Julia Boseman and Melissa Jarrell were domestic partners in Wilmington, North Carolina, and always wanted to raise a child together. In May of 2000, they decided to make their dream a reality, and began the process of having a baby. They decided that Melissa would do the child-bearing, but Julia would be equally involved in the process in every other respect. They chose an anonymous sperm donor together after researching and discussing various options. They jointly attended the medical session necessary to conceive their child and to administer proper prenatal care. Julia read to the gestating child in Melissa’s womb and played music for him; she also cared for Melissa during her pregnancy and was present at the birth. Melissa and Julia jointly chose their son’s first name, and agreed that he should have a hyphenated last name composed of their surnames. In every way, they behaved publicly and privately as the parents of the child, introducing him into their respective extended families.
But North Carolina refuses to recognize same-sex marriages, so in the eyes of the state, Julia was not legally a parent. To remedy this obstacle, she sought and received a court order adopting the child without severing her partner’s legally recognized parental rights. Officially, their child now had two, same-sex parents. Then the couple split acrimoniously, with the acrimony greatly magnified when Melissa sought to limit Julia’s contact with her son.

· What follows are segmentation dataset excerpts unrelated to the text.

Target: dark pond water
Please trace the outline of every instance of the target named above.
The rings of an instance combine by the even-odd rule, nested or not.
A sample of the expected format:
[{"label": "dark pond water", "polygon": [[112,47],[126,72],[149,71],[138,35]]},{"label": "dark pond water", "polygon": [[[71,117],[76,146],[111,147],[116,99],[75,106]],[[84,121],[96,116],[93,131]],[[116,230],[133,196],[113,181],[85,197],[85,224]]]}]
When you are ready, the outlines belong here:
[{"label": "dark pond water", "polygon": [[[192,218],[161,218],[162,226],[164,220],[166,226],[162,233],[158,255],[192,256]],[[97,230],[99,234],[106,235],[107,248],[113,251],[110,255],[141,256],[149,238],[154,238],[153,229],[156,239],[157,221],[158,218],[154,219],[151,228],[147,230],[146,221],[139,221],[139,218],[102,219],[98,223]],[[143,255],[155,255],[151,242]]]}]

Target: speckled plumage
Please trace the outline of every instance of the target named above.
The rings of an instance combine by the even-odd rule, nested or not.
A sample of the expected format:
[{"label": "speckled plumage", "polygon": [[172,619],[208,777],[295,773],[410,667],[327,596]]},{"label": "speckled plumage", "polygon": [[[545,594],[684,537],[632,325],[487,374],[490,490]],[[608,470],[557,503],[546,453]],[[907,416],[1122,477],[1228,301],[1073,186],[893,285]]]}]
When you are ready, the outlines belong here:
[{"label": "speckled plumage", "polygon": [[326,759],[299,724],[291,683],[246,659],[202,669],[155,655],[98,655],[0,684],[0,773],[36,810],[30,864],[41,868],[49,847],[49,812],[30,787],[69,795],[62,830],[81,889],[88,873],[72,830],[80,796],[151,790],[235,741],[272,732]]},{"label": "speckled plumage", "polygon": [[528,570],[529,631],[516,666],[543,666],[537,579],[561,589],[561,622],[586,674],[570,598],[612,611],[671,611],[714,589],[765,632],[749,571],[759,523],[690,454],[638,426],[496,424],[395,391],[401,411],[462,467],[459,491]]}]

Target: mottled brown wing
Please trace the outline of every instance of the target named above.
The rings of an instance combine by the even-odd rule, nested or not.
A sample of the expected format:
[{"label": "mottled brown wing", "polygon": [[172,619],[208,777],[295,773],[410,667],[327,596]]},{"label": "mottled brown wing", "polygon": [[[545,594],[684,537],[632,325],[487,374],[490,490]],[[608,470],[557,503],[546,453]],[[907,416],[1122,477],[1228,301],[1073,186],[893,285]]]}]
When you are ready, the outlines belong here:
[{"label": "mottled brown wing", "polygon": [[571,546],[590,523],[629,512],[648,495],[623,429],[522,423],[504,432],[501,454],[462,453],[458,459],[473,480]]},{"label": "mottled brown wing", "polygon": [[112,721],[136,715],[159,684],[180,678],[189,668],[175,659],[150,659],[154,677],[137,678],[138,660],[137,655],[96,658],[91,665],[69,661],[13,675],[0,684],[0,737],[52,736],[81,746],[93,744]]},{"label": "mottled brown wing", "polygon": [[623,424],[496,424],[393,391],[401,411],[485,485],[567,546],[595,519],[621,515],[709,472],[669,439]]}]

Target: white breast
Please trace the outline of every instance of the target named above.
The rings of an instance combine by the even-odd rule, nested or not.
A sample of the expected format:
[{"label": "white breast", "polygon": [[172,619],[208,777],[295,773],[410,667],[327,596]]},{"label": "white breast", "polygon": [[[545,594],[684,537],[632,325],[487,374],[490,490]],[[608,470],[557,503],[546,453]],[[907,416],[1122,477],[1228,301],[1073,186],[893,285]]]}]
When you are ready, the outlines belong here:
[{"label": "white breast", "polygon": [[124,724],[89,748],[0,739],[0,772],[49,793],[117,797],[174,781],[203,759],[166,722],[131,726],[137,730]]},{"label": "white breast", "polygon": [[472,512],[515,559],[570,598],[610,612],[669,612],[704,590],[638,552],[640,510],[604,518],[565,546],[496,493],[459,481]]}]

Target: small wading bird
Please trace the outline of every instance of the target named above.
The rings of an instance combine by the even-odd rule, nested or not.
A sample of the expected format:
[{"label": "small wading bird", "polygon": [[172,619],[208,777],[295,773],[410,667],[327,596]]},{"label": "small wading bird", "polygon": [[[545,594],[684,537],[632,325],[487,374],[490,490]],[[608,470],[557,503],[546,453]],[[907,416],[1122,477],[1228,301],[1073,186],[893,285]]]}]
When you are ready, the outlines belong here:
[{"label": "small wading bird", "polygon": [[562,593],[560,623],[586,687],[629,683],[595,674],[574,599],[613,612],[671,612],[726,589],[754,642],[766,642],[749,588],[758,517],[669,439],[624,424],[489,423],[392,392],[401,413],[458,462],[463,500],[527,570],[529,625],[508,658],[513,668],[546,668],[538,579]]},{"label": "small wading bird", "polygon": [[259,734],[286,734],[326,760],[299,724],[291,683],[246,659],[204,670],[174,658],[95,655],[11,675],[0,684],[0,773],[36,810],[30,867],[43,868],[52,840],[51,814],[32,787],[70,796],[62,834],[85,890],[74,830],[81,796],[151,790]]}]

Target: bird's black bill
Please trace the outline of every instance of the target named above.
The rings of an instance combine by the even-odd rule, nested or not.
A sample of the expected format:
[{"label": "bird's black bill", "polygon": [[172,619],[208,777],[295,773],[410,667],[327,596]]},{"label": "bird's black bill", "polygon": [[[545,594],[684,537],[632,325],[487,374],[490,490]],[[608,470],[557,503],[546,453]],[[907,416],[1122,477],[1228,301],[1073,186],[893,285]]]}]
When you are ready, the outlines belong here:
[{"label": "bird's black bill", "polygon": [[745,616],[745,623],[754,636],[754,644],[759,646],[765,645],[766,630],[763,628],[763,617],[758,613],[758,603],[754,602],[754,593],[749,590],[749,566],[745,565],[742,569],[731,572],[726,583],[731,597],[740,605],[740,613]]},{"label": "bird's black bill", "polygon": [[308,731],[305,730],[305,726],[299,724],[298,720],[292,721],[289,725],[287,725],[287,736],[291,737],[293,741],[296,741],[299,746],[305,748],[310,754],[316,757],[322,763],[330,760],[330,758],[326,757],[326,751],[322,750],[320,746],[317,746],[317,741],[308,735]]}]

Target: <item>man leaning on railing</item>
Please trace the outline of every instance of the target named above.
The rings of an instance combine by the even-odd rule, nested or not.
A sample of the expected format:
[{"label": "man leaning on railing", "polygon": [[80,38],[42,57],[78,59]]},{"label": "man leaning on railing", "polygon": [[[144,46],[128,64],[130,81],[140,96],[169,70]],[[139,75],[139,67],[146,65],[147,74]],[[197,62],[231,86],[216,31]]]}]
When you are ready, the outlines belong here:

Julia sued, arguing that she was the child’s parent as much as Melissa.
The North Carolina Supreme Court, in the case of Boseman v. Jarrell, came to a wise and fair decision. No, the adoption wasn’t valid, and shouldn’t have been granted. You can’t adopt a child while the child’s biological parent maintains parental rights, except in a step-parent scenario. Because North Carolina doesn’t recognize same-sex marriages, however, Julia Boseman couldn’t qualify as a legal step-parent. Nevertheless, the court ruled that Melissa’s conduct indicated that she had voluntarily abandoned her rights as the “paramount parent”…
“The record in [this case] indicates that defendant intentionally and voluntarily created a family unit in which plaintiff was intended to act — and acted — as a parent. The parties jointly decided to bring a child into their relationship, worked together to conceive a child, chose the child’s first name together, and gave the child a last name that “is a hyphenated name composed of both parties’ last names.” The parties also publicly held themselves out as the child’s parents at a baptismal ceremony and to their respective families. The record also contains ample evidence that defendant allowed plaintiff and the minor child to develop a parental relationship. Defendant even “agrees that [plaintiff] … is and has been a good parent.”
“Moreover, the record indicates that defendant created no expectation that this family unit was only temporary. Most notably, defendant consented to the proceeding before the adoption court relating to her child. As defendant envisioned, the adoption would have resulted in her child having “two legal parents, myself and [plaintiff].” In asking the adoption court to create such a relationship, defendant represented that she and plaintiff “have raised the [minor child] since his birth and have jointly and equally provide[d] said child with care, support and nurturing throughout his life.” Defendant explained to the adoption court that she “intends and desires to co-parent with another adult who has agreed to adopt a child and share parental responsibilities.”
With all that on the record, the court’s majority determined that Melissa could not now deny that Julia was, in fact, a parent too.
You see? The law isn’t always an ass!
But people often are. Melissa Jarell’s legal machinations to deny Julia Boseman’s parental rights may have been a clever litigation strategy but were unforgivably unethical. She made cynical use of North Carolina laws that she had doubtlessly condemned in years past as discriminatory, heartless, bigoted and homophobic. Her case against her former partner depended on North Carolina’s refusal to recognize same-sex marriages, though she and Julia clearly regarded themselves as being married in every other respect. Melissa also regarded herself as a victim of anti-gay bigotry, until laws based on that bigotry gave her an apparent edge in her efforts to deny what she had spent six years asserting: that Julia Boseman was also her son’s parent. Then she decided to use those laws to make Julia a victim. This was dishonest, unfair, and cruel.
Fortunately, a court realized that Melissa was harming their son as well.